GCC benefited from the activities of Cygnus, but inevitably, not all of the code found its way back into the upstream releases of GCC. As David A. Wheeler tells it "In 1997, there were disagreements over the development approach and slow development speed of GCC. In particular, many were dissatisfied with the FSF-appointed GCC maintainer, who was very slow to accept changes. Cygnus (headed by Michael Tiemann) decided to create a fork of the project named EGCS, and invited others to join."
A Cygnus developer, D.V. Henkel-Wallace, sent out an email announcing that "A bunch of us (including Fortran, Linux, Intel and RTEMS hackers) have decided to start a more experimental development project, just like Cygnus and the FSF started the GCC2 project about 6 years ago. Only this time the net community with which we are working is larger! We are calling this project 'EGCS' (pronounced 'eggs')." EGCS was an acronym for "Experimental/Enhanced GNU Compiler System".

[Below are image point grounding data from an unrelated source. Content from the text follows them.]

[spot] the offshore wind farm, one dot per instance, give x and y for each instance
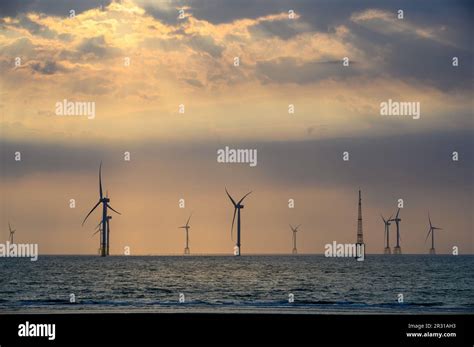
(148, 118)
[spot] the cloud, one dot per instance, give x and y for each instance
(47, 67)
(97, 48)
(290, 70)
(12, 8)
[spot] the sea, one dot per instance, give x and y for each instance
(313, 284)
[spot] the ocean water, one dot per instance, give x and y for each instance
(429, 284)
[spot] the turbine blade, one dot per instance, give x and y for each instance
(112, 209)
(232, 228)
(100, 179)
(244, 197)
(230, 197)
(93, 208)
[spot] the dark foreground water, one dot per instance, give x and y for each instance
(429, 284)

The complaint was that the FSF had taken a 'cathedral' approach to software development. "GCC is part of the FSF's publicity for the GNU project, as well as being the GNU system's compiler, so stability is paramount for them. On the other hand, Cygnus, the Linux folks, the PGCC folks, the Fortran folks and many others have done development work which has not yet gone into the GCC2 tree despite years of efforts to make it possible."
EGCS immediately absorbed several branches of code that had failed to make it into GCC, including PGCC (Pentium-optimized GCC), G77 (Fortran), and many other enhancements and features for specific architectures.
The split was paralleled by the 1994 libc fork of the GNU C library, glibc, which was led by the Linux kernel developers, and for similar reasons. In the case of the glibc fork the FSF project outdistanced the forked project over time. "Over the next few years the original glibc increasingly offered far better standards conformance, multi-threading and higher performance" and the fork, known as libc, was abandoned in 1997. The EGCS fork took a different path, as Wheeler recounts, "EGCS worked at an accelerated pace, and soon surpassed the original GCC project. In April 1999 the rift was healed; the FSF agreed to switch to using the EGCS code for GCC, and the EGCS project agreed to dissolve itself and take over the original GCC project."
The reintegration of GCC and EGCS was completed with the release of GCC 2.95 in July 1999, when the GNU C Compiler was renamed the GNU Compiler Collection, and the project adopted what may be termed a 'bazaar' approach, overseen by a steering committee of long term developers inherited from EGCS, who have taken a collective approach to reconciling technical and spiritual differences.
Front to back
Compilation of code by GCC can be seen as a three part process, which, for the sake of simplification, consists of a 'front end', 'middle end' and 'back end'.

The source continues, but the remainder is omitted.